The Anatomy Behind Nasal Milk Flow

The pathway for milk to travel from the stomach back out through the nose is a consequence of the unique structure of the infant’s upper digestive tract. Babies have a shorter distance between the back of their throat (pharynx) and their nasal passages (nasopharynx) than older children or adults. This close proximity creates a straightforward route for liquid to divert from the intended path.

During a normal swallow, the soft palate (velum) elevates to seal off the nasal cavity, preventing liquid from entering the nose. This protective reflex mechanism is still maturing in newborns. Any sudden pressure or overflow can overwhelm the seal, causing the liquid to be pushed upward, which is compounded by the infant’s highly immature digestive system.

The lower esophageal sphincter (LES) is a ring of muscle at the base of the esophagus that acts as a valve to keep stomach contents contained. In babies, this sphincter is often weak and relaxes easily, allowing milk to flow back up the esophagus, a process known as reflux. Once milk refluxes into the back of the throat, the short anatomical pathway allows it to exit through the path of least resistance, often the nasal passages.

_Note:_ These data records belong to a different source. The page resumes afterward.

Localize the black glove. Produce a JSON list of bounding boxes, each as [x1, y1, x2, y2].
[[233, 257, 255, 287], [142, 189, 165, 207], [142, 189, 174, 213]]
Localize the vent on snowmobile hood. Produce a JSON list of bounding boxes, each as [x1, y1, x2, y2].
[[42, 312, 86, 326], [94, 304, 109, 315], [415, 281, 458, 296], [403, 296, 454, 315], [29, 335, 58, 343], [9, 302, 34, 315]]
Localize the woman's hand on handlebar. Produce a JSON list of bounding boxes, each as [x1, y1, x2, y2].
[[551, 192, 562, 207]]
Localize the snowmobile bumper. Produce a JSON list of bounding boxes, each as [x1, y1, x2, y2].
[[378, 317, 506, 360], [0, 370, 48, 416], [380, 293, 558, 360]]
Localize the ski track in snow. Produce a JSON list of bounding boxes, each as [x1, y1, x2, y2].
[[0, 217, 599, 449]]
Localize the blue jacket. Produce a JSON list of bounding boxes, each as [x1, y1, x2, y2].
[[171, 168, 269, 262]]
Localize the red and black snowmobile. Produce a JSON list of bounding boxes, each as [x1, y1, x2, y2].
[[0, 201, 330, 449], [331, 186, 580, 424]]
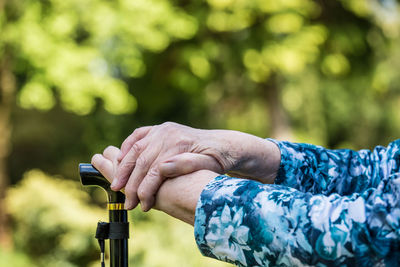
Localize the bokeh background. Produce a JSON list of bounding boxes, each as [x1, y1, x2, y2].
[[1, 0, 400, 266]]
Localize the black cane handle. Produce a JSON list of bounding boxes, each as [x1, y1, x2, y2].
[[79, 163, 125, 203]]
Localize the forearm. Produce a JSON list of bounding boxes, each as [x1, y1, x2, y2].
[[205, 130, 281, 184], [154, 170, 218, 225]]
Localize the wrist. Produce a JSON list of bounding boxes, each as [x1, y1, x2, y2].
[[227, 133, 281, 184], [154, 170, 218, 225]]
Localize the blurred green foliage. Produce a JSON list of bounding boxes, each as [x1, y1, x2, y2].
[[0, 249, 34, 267], [2, 0, 198, 115], [5, 170, 229, 267], [6, 170, 104, 266], [1, 0, 400, 266]]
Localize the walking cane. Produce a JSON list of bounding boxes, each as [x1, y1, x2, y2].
[[79, 163, 129, 267]]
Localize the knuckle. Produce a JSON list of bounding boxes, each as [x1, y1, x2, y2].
[[161, 121, 177, 130], [176, 136, 190, 146], [103, 145, 114, 154], [137, 187, 151, 201], [136, 156, 149, 168], [132, 128, 139, 135], [131, 142, 143, 154], [91, 154, 101, 164], [147, 167, 160, 178], [124, 186, 137, 197], [176, 137, 192, 152], [122, 135, 132, 146], [119, 157, 137, 171], [132, 128, 141, 136], [162, 121, 173, 127], [134, 125, 149, 133], [120, 160, 134, 171]]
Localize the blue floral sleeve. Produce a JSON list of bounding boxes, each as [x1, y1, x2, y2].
[[270, 139, 400, 195], [194, 140, 400, 266], [194, 174, 400, 266]]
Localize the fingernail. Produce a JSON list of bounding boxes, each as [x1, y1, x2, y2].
[[141, 202, 148, 212], [111, 179, 118, 189], [125, 199, 132, 210]]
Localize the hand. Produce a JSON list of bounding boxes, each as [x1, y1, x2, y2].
[[154, 169, 217, 225], [91, 147, 217, 225], [114, 122, 281, 211]]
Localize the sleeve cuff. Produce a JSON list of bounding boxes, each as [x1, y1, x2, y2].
[[193, 175, 231, 259], [193, 175, 252, 265], [266, 138, 294, 186]]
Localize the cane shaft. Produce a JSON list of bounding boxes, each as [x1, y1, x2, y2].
[[109, 209, 128, 267]]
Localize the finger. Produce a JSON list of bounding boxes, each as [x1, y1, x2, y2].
[[118, 126, 152, 161], [103, 145, 121, 162], [113, 139, 148, 191], [124, 145, 161, 210], [91, 154, 114, 183], [159, 153, 223, 178], [102, 146, 121, 184], [137, 166, 164, 212]]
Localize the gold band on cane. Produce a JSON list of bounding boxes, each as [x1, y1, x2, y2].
[[108, 203, 125, 210]]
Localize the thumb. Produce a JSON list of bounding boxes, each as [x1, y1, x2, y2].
[[159, 153, 223, 178]]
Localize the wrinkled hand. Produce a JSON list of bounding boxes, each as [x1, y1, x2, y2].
[[91, 146, 217, 225], [102, 122, 280, 211], [111, 122, 226, 211]]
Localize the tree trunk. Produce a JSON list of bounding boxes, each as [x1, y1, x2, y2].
[[0, 54, 15, 250], [262, 80, 293, 141]]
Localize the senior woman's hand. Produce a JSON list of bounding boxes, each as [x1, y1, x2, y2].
[[109, 122, 280, 211], [91, 145, 217, 225]]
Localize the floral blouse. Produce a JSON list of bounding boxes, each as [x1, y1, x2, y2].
[[194, 139, 400, 266]]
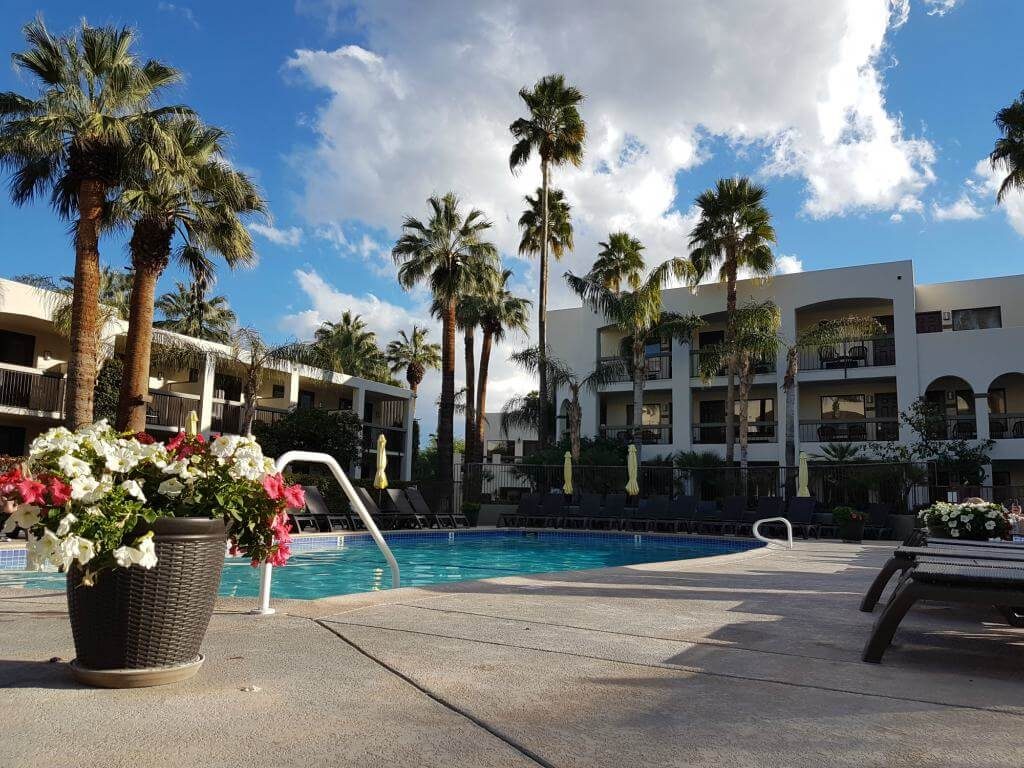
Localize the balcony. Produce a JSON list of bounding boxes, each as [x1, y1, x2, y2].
[[798, 336, 895, 372], [598, 354, 671, 382], [254, 406, 289, 428], [0, 367, 64, 414], [691, 421, 777, 444], [599, 424, 673, 445], [689, 352, 775, 378], [146, 391, 197, 429], [210, 401, 242, 434], [363, 423, 406, 453], [924, 415, 978, 441], [990, 414, 1024, 439], [799, 418, 899, 443]]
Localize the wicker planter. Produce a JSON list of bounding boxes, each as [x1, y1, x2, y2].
[[927, 524, 988, 542], [839, 518, 865, 543], [66, 517, 226, 688]]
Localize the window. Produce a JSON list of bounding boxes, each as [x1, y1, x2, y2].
[[737, 397, 774, 422], [952, 306, 1001, 331], [821, 395, 865, 420], [0, 330, 35, 366], [644, 336, 670, 358], [956, 389, 975, 415], [639, 402, 670, 426], [298, 389, 315, 409], [698, 330, 724, 348], [213, 373, 242, 401], [271, 384, 285, 399], [989, 388, 1007, 415], [915, 311, 942, 334], [486, 440, 515, 459]]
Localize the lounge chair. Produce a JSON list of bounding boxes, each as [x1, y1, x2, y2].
[[735, 496, 783, 537], [592, 493, 625, 530], [288, 510, 321, 534], [694, 500, 731, 535], [663, 495, 697, 533], [354, 486, 402, 530], [536, 493, 565, 527], [863, 503, 894, 539], [499, 492, 538, 527], [561, 496, 591, 529], [303, 485, 353, 531], [386, 489, 430, 529], [786, 497, 818, 539], [862, 559, 1024, 663], [406, 486, 456, 528], [628, 495, 668, 532], [721, 495, 748, 532]]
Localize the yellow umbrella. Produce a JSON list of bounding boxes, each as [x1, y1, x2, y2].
[[562, 451, 573, 495], [374, 433, 388, 490], [186, 409, 198, 438], [626, 444, 640, 496], [797, 451, 810, 497]]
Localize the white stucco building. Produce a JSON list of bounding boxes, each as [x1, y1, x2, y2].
[[0, 277, 414, 480], [547, 260, 1024, 494]]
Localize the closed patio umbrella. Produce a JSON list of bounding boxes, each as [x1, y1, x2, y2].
[[563, 451, 573, 496], [374, 433, 388, 490], [797, 451, 810, 497], [626, 444, 640, 497]]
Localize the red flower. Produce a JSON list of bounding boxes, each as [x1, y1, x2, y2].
[[0, 466, 23, 497], [282, 484, 305, 510], [166, 431, 186, 452], [17, 478, 46, 506], [47, 477, 72, 505], [132, 431, 156, 445], [262, 473, 285, 501]]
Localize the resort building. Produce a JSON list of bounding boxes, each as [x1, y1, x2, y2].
[[0, 277, 414, 480], [482, 411, 538, 463], [547, 260, 1024, 493]]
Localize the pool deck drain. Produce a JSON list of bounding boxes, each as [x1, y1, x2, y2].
[[2, 540, 1023, 767]]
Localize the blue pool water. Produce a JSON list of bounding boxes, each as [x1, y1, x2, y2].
[[0, 531, 761, 600]]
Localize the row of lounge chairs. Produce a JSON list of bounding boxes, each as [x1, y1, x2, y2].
[[289, 486, 469, 533], [860, 529, 1024, 662], [499, 493, 895, 539]]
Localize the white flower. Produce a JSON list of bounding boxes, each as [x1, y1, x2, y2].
[[950, 529, 960, 537], [960, 514, 972, 524], [135, 534, 157, 569], [103, 444, 139, 473], [120, 479, 146, 504], [57, 454, 92, 479], [112, 545, 136, 568], [70, 476, 110, 504], [157, 478, 185, 498], [985, 520, 996, 530], [56, 512, 78, 537], [59, 535, 96, 569], [1, 503, 38, 533], [210, 434, 241, 458], [25, 529, 61, 571]]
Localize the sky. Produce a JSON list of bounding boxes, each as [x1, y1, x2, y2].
[[2, 0, 1023, 443]]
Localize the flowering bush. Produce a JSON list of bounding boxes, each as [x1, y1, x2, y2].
[[0, 421, 304, 583], [831, 506, 863, 525], [918, 500, 1010, 540]]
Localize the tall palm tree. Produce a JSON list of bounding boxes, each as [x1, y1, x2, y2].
[[448, 289, 487, 471], [155, 281, 236, 343], [0, 19, 186, 428], [114, 116, 265, 432], [991, 90, 1024, 202], [392, 193, 499, 497], [518, 187, 574, 259], [510, 75, 585, 449], [688, 177, 776, 463], [313, 311, 387, 379], [567, 256, 702, 454], [590, 232, 645, 293], [386, 326, 441, 397], [500, 390, 542, 440]]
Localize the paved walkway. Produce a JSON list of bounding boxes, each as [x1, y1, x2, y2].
[[2, 541, 1023, 767]]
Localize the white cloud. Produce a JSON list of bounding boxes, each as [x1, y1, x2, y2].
[[287, 0, 935, 311], [157, 2, 199, 29], [931, 193, 983, 222], [249, 223, 303, 247], [890, 213, 903, 222], [923, 0, 964, 17], [971, 158, 1024, 236], [774, 255, 805, 275]]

Common Reasons for Milk Nasal Reflux

Most instances of nasal regurgitation are triggered by temporary, feeding-related factors that place pressure on the infant’s system. Overfeeding is a frequent cause, as a baby’s stomach is quite small. Giving too much volume easily leads to overflow that the immature LES cannot contain, causing the excess volume to seek an available exit, including the nose.

The pace of the feeding also plays a role in causing this reflux. A fast flow of milk, whether from a rapid let-down during breastfeeding or a fast-flow bottle nipple, can overwhelm the baby’s ability to coordinate sucking, swallowing, and breathing. When the infant gulps to keep up, milk backs up in the pharynx and is diverted into the nasal cavity.

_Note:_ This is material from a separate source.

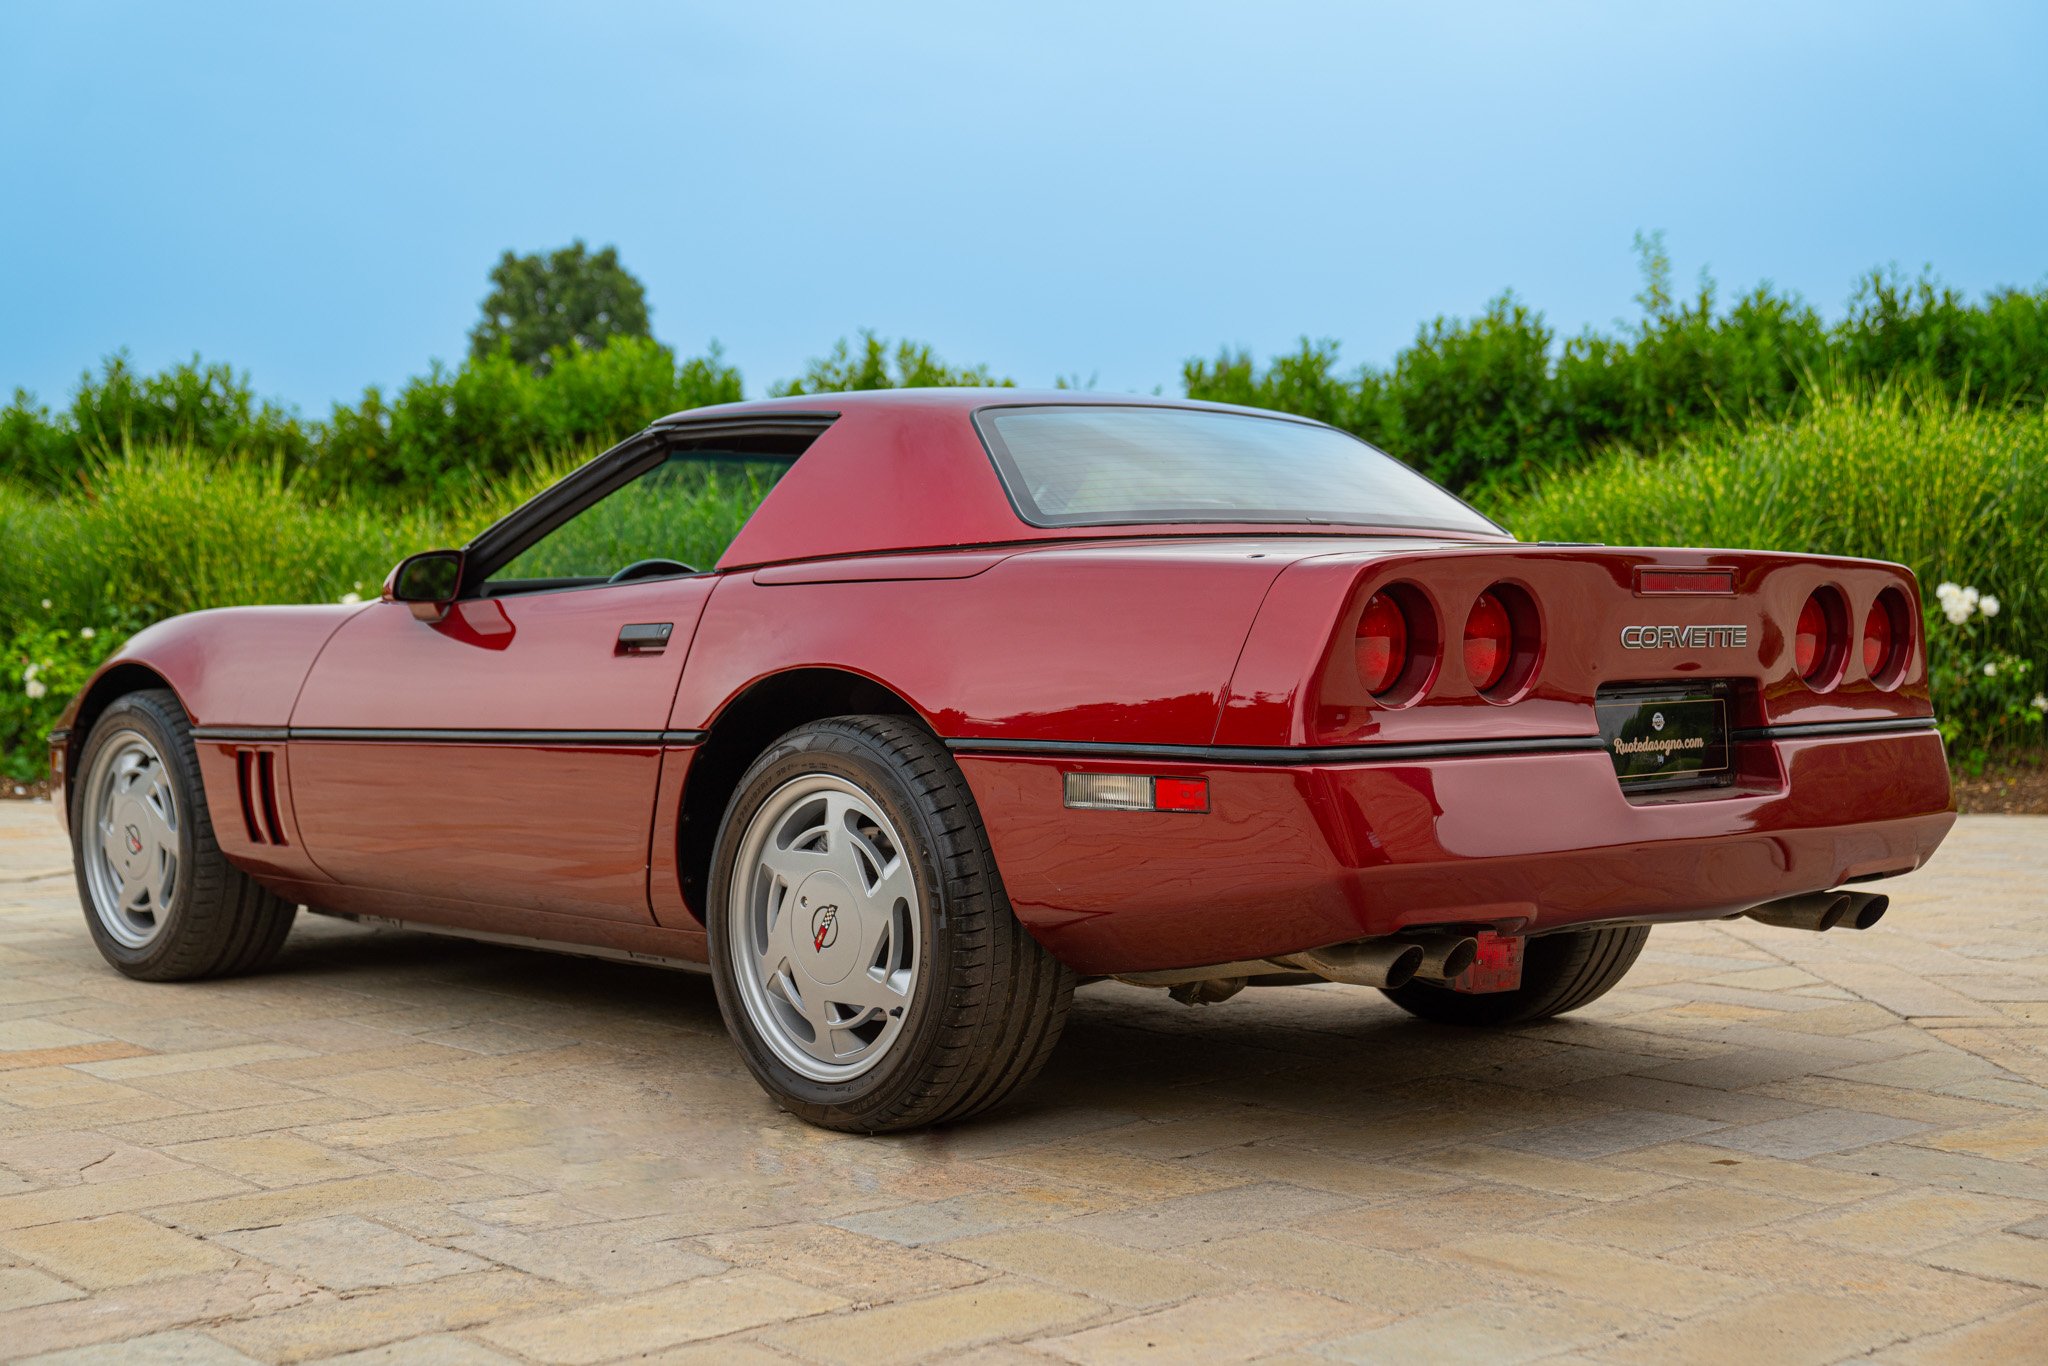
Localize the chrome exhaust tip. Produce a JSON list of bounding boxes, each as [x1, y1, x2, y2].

Swallowing air during a feed creates pressure within the stomach that forces milk back up the esophagus. Air ingestion increases if the baby has an improper latch or if the bottle is held at an awkward angle, leading to larger burps that can forcibly expel milk. Additionally, feeding a baby while they are lying flat makes it easier for milk to travel upward toward the nose, as gravity does not assist the downward movement of the liquid.

Signs It Might Be More Than Normal

While occasional nasal regurgitation is usually harmless, certain accompanying symptoms suggest the reflux may be symptomatic of a more significant underlying issue. Poor weight gain or a consistent failure to thrive is a red flag, indicating the baby is not retaining enough nutrition to support healthy growth. A baby who is in pain or distress during or after every feeding, such as arching the back or persistently refusing to eat, should be evaluated by a healthcare provider.

The nature of the spit-up itself is another distinguishing sign. Normal nasal reflux is typically a mild dribble, but consistently spitting up forcefully or projectile vomiting may indicate a more serious condition. Signs of respiratory distress, such as frequent coughing, chronic wheezing, or choking episodes following a feed, also warrant medical attention. In rare cases, the presence of yellow or green fluid (bile), or blood or coffee-ground-like material in the spit-up is an immediate concern.